Frailty is considerably more common among middle-aged people living with HIV than their HIV-negative counterparts, and is strongly predictive of mortality or incident comorbidity, new research published in Journal of Infectious Diseases affirms. That said, frailty is no stronger a predictor of adverse outcomes among people living with HIV than among HIV-negative people, the study found.
Researchers analyzed data from the Dutch AGEhIV Cohort Study. A frailty index was assigned based on weight loss, low physical activity, exhaustion, decreased grip strength and slow gait speed, with participants who exhibited ≥ 3 of these characteristics considered frail.
While the study included 598 virally suppressed PLWH and 550 HIV-negative controls, absolute numbers of frail participants and deaths were relatively low (86 and 38, respectively). Twelve percent of the PLWH group and 3% of the HIV-negative group were considered frail at baseline.
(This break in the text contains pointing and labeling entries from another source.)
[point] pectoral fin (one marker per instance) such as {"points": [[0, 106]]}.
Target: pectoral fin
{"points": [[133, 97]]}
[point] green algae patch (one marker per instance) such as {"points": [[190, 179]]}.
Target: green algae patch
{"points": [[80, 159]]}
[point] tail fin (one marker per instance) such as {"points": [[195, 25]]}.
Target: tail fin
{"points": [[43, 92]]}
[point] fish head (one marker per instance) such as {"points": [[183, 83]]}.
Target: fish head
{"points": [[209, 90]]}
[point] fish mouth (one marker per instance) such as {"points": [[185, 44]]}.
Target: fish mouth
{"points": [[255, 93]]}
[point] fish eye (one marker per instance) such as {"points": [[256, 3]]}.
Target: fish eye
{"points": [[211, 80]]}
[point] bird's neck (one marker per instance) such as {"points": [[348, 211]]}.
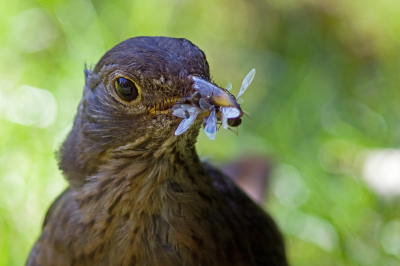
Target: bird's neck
{"points": [[133, 184]]}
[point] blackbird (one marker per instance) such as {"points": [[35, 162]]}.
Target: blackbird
{"points": [[138, 193]]}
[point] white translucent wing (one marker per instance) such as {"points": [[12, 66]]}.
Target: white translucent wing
{"points": [[211, 125], [224, 118], [184, 110], [230, 112], [246, 82], [185, 124], [228, 86], [204, 104]]}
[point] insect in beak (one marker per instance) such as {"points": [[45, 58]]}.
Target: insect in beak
{"points": [[211, 103]]}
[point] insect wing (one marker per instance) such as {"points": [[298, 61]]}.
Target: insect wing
{"points": [[246, 82], [224, 118], [211, 125], [230, 112], [228, 86], [204, 104]]}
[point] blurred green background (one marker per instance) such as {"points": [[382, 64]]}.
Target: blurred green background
{"points": [[324, 107]]}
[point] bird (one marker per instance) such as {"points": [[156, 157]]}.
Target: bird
{"points": [[139, 194]]}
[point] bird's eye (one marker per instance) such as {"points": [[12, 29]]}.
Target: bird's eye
{"points": [[126, 89]]}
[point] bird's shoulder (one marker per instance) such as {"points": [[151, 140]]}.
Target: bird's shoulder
{"points": [[260, 234]]}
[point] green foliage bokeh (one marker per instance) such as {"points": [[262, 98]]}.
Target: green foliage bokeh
{"points": [[325, 93]]}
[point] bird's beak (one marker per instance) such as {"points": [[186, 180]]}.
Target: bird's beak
{"points": [[214, 94]]}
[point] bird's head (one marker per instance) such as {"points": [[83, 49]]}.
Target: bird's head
{"points": [[127, 101]]}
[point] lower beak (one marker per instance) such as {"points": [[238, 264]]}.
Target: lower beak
{"points": [[214, 94]]}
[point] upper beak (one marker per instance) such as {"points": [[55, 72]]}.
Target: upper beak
{"points": [[214, 94]]}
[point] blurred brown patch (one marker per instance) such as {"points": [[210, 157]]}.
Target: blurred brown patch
{"points": [[251, 173]]}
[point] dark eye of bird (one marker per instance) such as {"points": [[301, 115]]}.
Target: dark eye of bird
{"points": [[126, 89]]}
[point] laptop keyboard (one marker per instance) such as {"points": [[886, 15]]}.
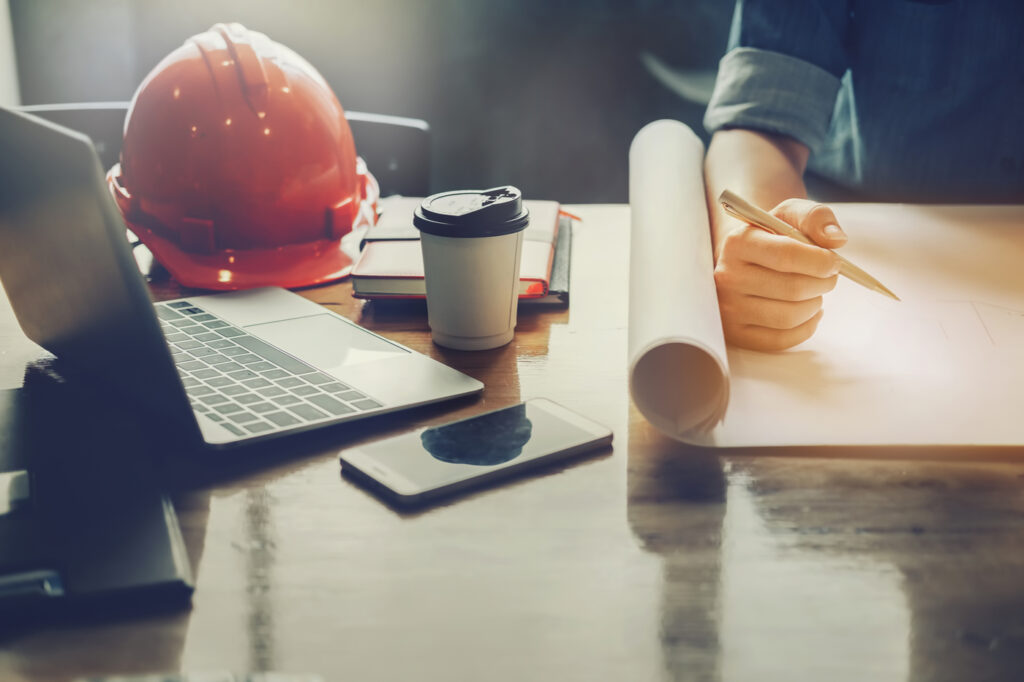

Frailty predicted mortality at an odds ratio of 5.3 independent of age, smoking, alcohol use, or serostatus.
Based on other evidence, physical activity may improve frailty in older people. The authors of the current study called for determining whether such interventions might be useful for younger PLWH, too. “Providing clear advice on what can be done to promote healthy aging and improve clinical outcomes for better quality of life will remain a high priority for PHIV and their providers for many years to come,” wrote James McMahon, Ph.D., M.P.H., M.B.B.S., and Jennifer Hoy, M.B.B.S., of Monash University in Melbourne, Australia, in a related commentary.